I was looking at a useful feature “Categorize…” which allows to convert a string column into a categorical column, based on given patterns. There is also a very useful popup on the column header showing the existing categories with their frequencies.
Is there a feature which allows converting a string column into a categorical column with automatic categories enumeration, say, based on frequency decrease, or alike?
I’m not exactly sure what the question is, what is “converting a string column into a categorical column with automatic categories enumeration”? There are several aspects to that:
API: Internally, all string columns are represented as categorical columns. This is an extremely convenient and efficient representation that is ideal for the purposes of interactive analytics and exploratory data analysis.
Exploration: there are several methods for exploration of string columns, including tooltips, filters, stacked bar charts (with custom sorting function, so it is possible to enumerate categories based on frequency in the descending order, like you mentioned), trellis plots, property panels, and others.

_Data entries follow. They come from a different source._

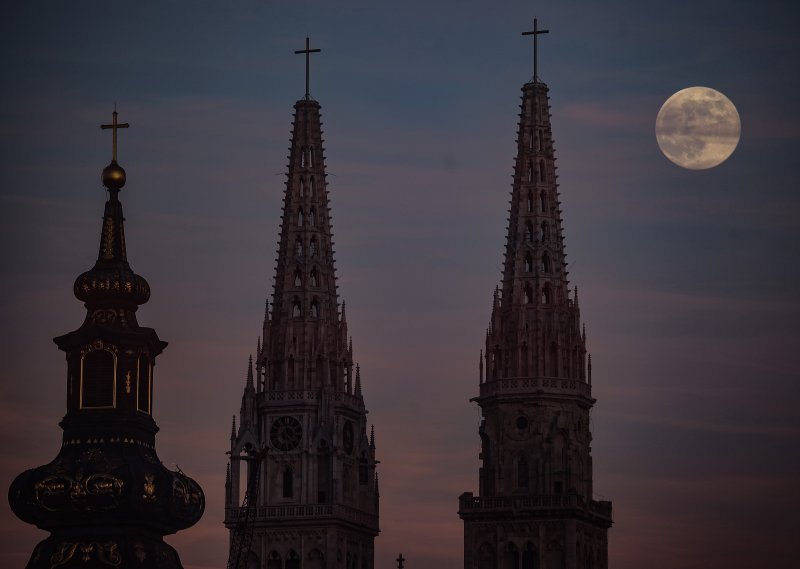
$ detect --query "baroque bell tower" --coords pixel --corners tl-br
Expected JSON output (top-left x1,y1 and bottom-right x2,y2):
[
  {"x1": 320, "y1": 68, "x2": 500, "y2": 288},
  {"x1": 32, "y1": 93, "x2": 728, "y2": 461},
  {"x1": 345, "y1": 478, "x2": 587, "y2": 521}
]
[
  {"x1": 8, "y1": 110, "x2": 205, "y2": 569},
  {"x1": 459, "y1": 20, "x2": 612, "y2": 569},
  {"x1": 225, "y1": 38, "x2": 379, "y2": 569}
]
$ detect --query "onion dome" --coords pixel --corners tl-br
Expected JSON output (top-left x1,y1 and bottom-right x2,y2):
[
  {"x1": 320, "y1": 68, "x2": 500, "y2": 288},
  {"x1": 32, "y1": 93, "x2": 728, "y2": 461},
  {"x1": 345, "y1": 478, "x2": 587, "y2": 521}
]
[{"x1": 73, "y1": 160, "x2": 150, "y2": 310}]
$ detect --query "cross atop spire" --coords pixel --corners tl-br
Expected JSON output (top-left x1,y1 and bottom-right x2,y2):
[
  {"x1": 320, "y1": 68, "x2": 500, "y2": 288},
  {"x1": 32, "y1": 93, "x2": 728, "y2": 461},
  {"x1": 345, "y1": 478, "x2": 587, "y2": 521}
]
[
  {"x1": 522, "y1": 18, "x2": 550, "y2": 83},
  {"x1": 100, "y1": 103, "x2": 131, "y2": 162},
  {"x1": 295, "y1": 37, "x2": 322, "y2": 101}
]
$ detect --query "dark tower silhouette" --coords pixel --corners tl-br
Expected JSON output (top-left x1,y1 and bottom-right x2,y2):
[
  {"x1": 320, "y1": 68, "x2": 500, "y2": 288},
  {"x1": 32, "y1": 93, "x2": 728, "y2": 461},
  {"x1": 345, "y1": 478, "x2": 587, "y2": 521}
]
[
  {"x1": 225, "y1": 43, "x2": 378, "y2": 569},
  {"x1": 459, "y1": 22, "x2": 611, "y2": 569},
  {"x1": 8, "y1": 110, "x2": 205, "y2": 569}
]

Manipulation: there are multiple ways for working with string values, including categorization, batch edits, etc.
Technically, I am converting a string column with categories into a numeric column.

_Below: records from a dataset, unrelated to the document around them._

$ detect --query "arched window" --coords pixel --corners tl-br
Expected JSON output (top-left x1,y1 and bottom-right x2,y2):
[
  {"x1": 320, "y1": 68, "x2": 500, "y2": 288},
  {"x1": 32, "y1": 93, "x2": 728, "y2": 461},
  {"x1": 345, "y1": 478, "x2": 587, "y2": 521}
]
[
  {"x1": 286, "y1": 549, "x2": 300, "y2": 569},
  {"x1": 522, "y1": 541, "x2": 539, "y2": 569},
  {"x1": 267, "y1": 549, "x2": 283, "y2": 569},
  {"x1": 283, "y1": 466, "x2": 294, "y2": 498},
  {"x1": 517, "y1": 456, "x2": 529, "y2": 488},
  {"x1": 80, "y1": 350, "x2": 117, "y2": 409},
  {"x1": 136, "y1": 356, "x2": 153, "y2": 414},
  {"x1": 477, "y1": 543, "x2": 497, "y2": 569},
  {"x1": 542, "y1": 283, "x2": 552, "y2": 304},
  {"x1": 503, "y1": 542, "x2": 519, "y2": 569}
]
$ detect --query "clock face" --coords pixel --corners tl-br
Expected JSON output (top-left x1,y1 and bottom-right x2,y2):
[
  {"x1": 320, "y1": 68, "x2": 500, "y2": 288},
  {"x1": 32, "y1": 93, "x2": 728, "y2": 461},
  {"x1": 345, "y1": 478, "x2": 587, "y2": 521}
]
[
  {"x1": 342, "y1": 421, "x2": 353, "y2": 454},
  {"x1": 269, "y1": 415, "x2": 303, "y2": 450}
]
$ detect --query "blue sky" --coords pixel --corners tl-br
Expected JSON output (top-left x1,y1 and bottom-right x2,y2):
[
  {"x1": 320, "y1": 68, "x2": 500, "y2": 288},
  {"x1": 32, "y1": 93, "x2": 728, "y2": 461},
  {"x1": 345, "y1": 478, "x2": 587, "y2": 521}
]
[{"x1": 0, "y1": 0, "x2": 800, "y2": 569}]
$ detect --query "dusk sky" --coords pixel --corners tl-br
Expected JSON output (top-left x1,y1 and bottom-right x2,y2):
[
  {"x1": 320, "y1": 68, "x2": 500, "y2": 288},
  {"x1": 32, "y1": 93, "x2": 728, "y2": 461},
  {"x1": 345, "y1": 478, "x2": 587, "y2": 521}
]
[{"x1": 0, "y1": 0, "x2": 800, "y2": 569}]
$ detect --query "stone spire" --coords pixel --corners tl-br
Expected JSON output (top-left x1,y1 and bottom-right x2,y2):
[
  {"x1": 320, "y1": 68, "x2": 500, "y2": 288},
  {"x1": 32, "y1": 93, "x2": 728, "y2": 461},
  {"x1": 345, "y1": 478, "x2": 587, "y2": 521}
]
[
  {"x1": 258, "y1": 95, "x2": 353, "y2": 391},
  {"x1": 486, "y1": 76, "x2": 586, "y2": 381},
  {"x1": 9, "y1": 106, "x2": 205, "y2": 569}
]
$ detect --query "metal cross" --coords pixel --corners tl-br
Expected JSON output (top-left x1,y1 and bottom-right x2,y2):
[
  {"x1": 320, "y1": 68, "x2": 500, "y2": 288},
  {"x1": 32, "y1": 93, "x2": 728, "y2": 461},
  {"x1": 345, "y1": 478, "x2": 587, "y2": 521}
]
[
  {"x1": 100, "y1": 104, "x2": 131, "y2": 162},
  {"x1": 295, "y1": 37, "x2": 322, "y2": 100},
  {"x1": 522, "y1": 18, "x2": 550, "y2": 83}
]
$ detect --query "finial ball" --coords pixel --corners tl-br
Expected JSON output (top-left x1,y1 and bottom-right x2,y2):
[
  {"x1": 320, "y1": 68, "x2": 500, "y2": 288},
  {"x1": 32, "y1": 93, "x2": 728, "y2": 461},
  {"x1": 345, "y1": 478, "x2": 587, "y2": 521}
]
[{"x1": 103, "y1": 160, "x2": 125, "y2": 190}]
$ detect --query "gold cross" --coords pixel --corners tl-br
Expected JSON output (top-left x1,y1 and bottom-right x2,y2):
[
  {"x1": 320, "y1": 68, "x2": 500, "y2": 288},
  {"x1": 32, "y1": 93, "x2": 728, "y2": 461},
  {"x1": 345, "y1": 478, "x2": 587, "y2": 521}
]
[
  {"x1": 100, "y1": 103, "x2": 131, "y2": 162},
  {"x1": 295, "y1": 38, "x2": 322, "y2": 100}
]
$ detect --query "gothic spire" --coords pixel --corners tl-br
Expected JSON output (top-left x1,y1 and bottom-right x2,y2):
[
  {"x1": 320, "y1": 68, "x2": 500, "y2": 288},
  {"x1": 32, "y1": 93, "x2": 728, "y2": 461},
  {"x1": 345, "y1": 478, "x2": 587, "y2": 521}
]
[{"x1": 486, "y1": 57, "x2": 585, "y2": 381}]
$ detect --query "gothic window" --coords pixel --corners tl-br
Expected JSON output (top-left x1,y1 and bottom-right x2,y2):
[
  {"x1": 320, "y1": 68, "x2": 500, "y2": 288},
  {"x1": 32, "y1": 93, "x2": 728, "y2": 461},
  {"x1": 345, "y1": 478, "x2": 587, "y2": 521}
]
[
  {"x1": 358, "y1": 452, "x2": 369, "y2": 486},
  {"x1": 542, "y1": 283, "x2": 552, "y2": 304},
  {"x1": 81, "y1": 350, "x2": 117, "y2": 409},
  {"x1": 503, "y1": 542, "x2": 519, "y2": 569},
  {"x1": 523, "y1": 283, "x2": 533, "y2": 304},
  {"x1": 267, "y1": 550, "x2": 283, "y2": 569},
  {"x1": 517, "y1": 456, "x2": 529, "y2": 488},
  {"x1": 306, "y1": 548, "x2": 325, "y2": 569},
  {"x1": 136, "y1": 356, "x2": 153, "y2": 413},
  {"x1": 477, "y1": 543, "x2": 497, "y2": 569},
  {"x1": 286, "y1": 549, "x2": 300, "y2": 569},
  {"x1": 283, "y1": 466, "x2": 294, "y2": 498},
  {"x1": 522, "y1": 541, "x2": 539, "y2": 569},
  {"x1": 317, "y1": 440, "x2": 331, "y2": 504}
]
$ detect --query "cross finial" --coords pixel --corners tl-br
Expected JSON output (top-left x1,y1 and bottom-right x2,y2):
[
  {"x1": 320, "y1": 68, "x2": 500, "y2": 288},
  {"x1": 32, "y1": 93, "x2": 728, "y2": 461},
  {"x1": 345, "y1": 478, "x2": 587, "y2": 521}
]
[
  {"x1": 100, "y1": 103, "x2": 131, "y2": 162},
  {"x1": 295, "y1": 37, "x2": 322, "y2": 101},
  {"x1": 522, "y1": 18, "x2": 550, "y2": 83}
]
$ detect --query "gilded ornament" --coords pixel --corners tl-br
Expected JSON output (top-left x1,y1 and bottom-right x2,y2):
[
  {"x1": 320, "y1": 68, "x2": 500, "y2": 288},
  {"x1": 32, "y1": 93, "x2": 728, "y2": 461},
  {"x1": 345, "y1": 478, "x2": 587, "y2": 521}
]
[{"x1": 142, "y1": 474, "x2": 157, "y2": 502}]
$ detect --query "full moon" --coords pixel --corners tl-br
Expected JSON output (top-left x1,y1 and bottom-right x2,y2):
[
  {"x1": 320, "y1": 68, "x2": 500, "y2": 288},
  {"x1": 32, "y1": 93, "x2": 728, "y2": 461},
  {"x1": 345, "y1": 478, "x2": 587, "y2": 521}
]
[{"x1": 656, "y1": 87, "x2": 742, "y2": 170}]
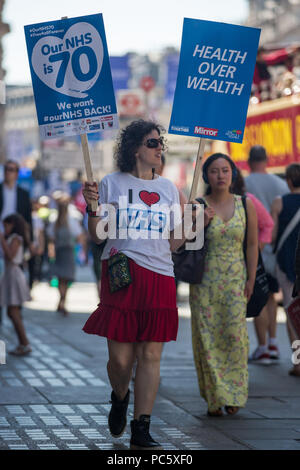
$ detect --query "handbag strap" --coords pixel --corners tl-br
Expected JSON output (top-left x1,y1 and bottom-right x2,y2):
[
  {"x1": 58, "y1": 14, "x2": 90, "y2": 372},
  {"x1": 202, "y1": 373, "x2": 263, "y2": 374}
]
[
  {"x1": 196, "y1": 197, "x2": 207, "y2": 209},
  {"x1": 274, "y1": 208, "x2": 300, "y2": 255},
  {"x1": 242, "y1": 196, "x2": 248, "y2": 261}
]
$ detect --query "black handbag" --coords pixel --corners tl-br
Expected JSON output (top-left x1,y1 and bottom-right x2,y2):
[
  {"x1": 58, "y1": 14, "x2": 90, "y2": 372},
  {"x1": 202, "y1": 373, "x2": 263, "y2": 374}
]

There, this column assigns numbers to categories in order of their appearance. This is useful in many cases: for instance, to anonymize data, or to put datasets into machine learning algorithms not working with string categorical columns.

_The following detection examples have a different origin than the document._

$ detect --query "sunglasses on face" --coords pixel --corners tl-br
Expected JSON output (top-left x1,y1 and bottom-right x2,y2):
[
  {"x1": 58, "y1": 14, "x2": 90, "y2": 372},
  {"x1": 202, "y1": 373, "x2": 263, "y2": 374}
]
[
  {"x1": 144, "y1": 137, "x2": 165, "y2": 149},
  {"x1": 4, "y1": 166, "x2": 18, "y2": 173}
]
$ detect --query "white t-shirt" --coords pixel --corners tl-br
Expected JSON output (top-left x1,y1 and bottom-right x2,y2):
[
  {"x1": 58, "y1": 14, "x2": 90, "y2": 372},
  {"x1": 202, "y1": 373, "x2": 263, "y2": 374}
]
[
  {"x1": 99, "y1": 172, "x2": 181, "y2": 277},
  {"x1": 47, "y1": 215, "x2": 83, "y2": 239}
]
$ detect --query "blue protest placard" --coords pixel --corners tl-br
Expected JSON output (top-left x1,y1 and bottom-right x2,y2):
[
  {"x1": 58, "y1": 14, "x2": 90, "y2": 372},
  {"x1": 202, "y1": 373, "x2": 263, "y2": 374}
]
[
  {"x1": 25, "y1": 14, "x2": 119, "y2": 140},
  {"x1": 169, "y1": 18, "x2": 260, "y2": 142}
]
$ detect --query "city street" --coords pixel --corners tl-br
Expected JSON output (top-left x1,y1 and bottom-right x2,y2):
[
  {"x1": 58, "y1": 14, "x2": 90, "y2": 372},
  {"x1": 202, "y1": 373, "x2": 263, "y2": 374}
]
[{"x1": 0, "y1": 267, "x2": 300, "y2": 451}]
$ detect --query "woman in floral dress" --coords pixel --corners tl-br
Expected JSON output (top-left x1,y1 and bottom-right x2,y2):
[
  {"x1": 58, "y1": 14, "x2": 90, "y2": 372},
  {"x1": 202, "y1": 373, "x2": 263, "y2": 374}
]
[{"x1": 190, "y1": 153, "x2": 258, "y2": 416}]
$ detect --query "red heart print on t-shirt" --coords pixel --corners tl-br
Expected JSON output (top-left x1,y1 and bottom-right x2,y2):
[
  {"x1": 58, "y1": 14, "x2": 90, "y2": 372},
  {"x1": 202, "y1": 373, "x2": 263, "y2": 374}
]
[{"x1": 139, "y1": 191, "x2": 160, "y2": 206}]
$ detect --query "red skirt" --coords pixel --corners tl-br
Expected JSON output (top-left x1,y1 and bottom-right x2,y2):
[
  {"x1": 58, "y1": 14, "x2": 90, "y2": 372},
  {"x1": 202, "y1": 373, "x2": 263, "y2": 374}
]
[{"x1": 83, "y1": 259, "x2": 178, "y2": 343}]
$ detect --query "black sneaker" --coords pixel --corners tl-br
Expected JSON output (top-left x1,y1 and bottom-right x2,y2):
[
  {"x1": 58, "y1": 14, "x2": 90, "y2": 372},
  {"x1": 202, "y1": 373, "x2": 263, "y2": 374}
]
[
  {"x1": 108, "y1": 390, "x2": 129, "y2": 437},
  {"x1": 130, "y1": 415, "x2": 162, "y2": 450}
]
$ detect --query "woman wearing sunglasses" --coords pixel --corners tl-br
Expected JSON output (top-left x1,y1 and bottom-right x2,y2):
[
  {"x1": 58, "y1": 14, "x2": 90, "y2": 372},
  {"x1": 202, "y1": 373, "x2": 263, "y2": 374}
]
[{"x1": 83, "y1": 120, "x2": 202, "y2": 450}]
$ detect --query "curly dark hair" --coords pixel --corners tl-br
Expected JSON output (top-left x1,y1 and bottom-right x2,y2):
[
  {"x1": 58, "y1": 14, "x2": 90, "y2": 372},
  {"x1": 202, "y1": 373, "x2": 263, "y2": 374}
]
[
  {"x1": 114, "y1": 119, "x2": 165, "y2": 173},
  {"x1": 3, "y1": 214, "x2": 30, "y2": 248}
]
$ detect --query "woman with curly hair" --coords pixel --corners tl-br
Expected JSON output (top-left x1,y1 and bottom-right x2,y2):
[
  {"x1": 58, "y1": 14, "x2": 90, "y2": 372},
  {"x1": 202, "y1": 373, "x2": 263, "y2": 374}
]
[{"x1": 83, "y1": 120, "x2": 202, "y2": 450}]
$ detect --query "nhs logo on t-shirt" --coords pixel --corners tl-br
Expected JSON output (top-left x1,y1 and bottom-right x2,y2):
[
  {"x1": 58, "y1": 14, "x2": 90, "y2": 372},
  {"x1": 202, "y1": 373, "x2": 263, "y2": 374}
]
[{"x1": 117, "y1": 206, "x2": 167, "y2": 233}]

This GIF also shows an approach for Excel In fact, this only works well in Excel on small datasets, but takes considerable times otherwise on reasonably sized datasets of 10’000+ elements.
I know that we have .categories map on the dataframe’s column, but this isn’t quite what I was looking for. I thought it’d be useful to have this data augmentation mechanism out of the box in the UI.
Maybe there’s a formula possible to use in Add New Column which I’m not aware of? In any case, I wasn’t going to use the one for Excel from a GIF, as it’s more of a peculiar fact than a daily tool.